O Evangelho apresenta Jesus como o “pão” vivo que
desceu do céu para dar a vida ao mundo. Para que esse “pão” sacie
definitivamente a fome de vida que reside no coração de cada homem ou mulher, é
preciso “acreditar”, isto é, aderir a Jesus, acolher as suas propostas, aceitar
o seu projeto, segui-l’O no “sim” a Deus e no amor aos irmãos.
A segunda leitura mostra-nos as consequências da
adesão a Jesus, o “pão” da vida… Quando alguém acolhe Jesus como o “pão” que
desceu do céu, torna-se um Homem Novo, que renuncia à vida velha do egoísmo e
do pecado e que passa a viver no caridade, a exemplo de Cristo.
1ª leitura – 1Re. 19,4-8 - AMBIENTE
Elias atua no Reino do Norte (Israel) durante o
século IX a.C., num tempo em que a fé jahwista é posta em causa pela preponderância
que os deuses estrangeiros (especialmente Baal) assumem na cultura religiosa de
Israel. Provavelmente, estamos diante de uma tentativa de abrir Israel a outras
culturas, a fim de facilitar o intercâmbio cultural e comercial… Mas essas
razões políticas não são entendidas nem aceites pelos círculos religiosos de
Israel. O ministério profético de Elias desenvolve-se sobretudo durante o
reinado de Acab (873-853 a.C.), embora a sua voz também se tenha feito ouvir no
reinado de Ocozias (853-852 a.C.).
Elias é o grande defensor da fidelidade a Jahwéh.
Ele aparece como o representante dos israelitas fiéis que recusavam a
coexistência de Jahwéh e de Baal no horizonte da fé de Israel. Num episódio
dramático, o próprio profeta chegou a desafiar os profetas de Baal para um
duelo religioso que terminou com um massacre de quatrocentos profetas de Baal
no monte Carmelo (cf. 1 Re. 18). Esse episódio é, certamente, uma apresentação
teológica dessa luta sem tréguas que se trava entre os fiéis a Jahwéh e os que
abrem o coração às influências culturais e religiosas de outros povos.
Para além da questão do culto, Elias defende a Lei
em todas as suas vertentes (veja-se, por exemplo, a sua defesa intransigente
das leis da propriedade em 1 Re. 21, no célebre episódio da usurpação das
vinhas de Nabot): ele representa os pobres de Israel, na sua luta sem tréguas
contra uma aristocracia e uns comerciantes todo-poderosos que subvertiam a seu
bel-prazer as leis e os mandamentos de Jahwéh.

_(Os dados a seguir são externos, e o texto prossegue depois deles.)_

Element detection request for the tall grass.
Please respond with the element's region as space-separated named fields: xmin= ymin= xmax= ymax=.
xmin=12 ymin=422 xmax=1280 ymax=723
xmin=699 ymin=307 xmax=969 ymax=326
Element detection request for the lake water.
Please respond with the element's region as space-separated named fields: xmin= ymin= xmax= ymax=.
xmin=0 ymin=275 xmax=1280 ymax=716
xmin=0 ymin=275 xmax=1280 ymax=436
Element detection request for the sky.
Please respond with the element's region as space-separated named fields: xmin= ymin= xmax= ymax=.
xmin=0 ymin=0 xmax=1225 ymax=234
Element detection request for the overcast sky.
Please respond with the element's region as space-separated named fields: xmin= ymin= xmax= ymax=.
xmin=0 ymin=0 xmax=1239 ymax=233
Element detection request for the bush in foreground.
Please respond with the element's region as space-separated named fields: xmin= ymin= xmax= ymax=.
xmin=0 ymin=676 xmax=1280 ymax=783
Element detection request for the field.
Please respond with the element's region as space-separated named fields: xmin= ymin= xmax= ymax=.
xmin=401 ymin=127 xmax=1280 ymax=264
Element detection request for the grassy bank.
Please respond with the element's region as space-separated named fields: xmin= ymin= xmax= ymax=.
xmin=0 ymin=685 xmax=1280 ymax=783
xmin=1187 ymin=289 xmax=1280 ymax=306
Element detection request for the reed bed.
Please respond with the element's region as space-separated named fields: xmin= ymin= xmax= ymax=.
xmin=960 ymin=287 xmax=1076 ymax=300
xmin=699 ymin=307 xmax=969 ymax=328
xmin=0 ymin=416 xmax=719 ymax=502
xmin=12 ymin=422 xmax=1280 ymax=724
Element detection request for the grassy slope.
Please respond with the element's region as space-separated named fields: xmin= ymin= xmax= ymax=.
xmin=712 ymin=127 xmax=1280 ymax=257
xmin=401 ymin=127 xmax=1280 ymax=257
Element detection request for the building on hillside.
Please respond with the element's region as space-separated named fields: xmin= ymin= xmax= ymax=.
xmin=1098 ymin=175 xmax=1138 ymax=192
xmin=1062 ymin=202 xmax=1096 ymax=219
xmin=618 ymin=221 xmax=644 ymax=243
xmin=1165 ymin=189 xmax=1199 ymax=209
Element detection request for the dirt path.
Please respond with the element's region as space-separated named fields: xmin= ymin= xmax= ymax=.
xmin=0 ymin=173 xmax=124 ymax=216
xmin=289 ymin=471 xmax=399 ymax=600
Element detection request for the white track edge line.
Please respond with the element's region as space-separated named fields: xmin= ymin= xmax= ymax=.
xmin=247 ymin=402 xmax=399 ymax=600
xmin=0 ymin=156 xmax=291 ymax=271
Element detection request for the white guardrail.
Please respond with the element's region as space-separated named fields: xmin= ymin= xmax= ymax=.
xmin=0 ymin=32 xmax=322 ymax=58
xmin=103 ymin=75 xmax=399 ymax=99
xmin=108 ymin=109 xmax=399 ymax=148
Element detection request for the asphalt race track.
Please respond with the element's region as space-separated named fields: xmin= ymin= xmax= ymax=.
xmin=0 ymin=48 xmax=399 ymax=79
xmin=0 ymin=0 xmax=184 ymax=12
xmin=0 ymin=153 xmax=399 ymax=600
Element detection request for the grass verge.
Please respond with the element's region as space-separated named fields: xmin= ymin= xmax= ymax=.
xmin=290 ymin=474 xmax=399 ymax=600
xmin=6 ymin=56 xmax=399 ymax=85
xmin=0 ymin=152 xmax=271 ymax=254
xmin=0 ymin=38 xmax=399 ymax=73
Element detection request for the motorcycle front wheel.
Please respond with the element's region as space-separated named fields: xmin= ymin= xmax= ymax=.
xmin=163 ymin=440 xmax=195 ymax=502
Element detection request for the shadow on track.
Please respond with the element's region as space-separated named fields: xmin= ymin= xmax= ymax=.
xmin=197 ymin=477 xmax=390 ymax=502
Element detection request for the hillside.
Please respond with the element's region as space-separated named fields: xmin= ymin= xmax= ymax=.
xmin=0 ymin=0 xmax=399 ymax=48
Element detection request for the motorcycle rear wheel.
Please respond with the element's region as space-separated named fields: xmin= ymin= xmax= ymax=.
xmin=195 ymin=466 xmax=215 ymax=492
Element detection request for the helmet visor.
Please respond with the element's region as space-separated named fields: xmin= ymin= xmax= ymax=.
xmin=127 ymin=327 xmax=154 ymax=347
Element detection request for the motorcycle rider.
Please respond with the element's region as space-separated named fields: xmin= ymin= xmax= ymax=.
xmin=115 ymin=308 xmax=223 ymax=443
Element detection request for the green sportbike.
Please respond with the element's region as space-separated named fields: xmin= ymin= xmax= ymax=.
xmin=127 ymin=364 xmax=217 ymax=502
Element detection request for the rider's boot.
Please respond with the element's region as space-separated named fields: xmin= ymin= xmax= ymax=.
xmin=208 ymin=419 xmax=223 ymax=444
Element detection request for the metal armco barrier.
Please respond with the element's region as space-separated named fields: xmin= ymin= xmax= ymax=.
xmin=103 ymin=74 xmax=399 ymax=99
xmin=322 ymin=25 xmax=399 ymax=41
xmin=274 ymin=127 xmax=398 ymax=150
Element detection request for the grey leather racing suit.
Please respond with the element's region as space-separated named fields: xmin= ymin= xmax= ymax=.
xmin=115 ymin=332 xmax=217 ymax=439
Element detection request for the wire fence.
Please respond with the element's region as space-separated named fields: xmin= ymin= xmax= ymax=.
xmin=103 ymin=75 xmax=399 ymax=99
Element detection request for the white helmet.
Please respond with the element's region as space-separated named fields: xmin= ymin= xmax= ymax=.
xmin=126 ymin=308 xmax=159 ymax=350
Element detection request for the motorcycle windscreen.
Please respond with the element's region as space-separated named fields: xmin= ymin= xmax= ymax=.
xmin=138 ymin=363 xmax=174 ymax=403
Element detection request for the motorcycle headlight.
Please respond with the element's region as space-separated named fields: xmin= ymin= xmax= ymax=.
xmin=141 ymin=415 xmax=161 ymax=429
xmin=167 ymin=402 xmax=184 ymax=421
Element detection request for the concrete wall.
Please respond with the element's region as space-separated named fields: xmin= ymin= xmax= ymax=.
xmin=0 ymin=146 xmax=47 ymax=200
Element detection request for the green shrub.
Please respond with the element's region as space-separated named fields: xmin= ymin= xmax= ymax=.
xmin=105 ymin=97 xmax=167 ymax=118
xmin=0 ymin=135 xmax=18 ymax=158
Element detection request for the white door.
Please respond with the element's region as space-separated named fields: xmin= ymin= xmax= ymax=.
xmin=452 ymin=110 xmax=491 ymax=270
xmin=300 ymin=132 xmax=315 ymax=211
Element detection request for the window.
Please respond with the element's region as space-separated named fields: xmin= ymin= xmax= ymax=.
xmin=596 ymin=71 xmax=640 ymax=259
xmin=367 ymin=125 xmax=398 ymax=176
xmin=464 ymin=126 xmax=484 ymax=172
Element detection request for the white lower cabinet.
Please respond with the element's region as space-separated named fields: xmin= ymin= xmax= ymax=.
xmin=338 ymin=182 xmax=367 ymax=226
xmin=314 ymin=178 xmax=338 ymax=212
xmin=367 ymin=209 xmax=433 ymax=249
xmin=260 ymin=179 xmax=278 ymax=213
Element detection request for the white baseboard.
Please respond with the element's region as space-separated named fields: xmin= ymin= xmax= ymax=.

Após o massacre dos 400 profetas de Baal no monte
Carmelo, Acab e a sua esposa fenícia juraram matar Elias; e o profeta fugiu
para o sul, a fim de salvar a vida. Chegado à zona de Beer-Sheba, Elias
internou-se no deserto. É precisamente nesse contexto que o episódio do Livro
dos Reis que hoje nos é proposto nos situa.
MENSAGEM
A cena apresenta-nos um Elias abatido, deprimido e
solitário face à incompreensão e à perseguição de que é alvo. O profeta sente
que falhou, que a sua missão está condenada ao fracasso e que a sua luta o
conduziu a um beco sem saída; sente medo e está prestes a desistir de tudo… O
pedido que o profeta faz a Deus no sentido de lhe dar a morte (v. 4) reflete o
seu profundo desânimo, desilusão, angústia e desespero. É uma cena tocante, que
nos recorda que o profeta é um homem e que está, por isso, condenado a fazer a
experiência da sua fragilidade e da sua finitude.
No entanto, Deus não está longe e não abandona o
seu profeta. O nosso texto refere, neste contexto, a solicitude e o amor de
Deus, que oferece a Elias “pão cozido sobre pedras quentes e uma bilha de água”
(v. 6). É a confirmação de que o profeta não está perdido nem abandonado por
Deus, mesmo quando é incompreendido e perseguido pelos homens. A cena
garante-nos a presença contínua de Deus e o seu cuidado com aqueles que chama e
a quem dá o alimento e o alento para serem fiéis à missão, mesmo em contextos
adversos. Repare-se como Deus não anula a missão do profeta, nem elimina os
perseguidores; mas limita-Se a dar ao profeta a força para continuar a sua
peregrinação.
Alimentado pela força de Deus, o profeta caminha
durante “quarenta dias e quarenta noites até ao monte de Deus, o Horeb” (v. 8).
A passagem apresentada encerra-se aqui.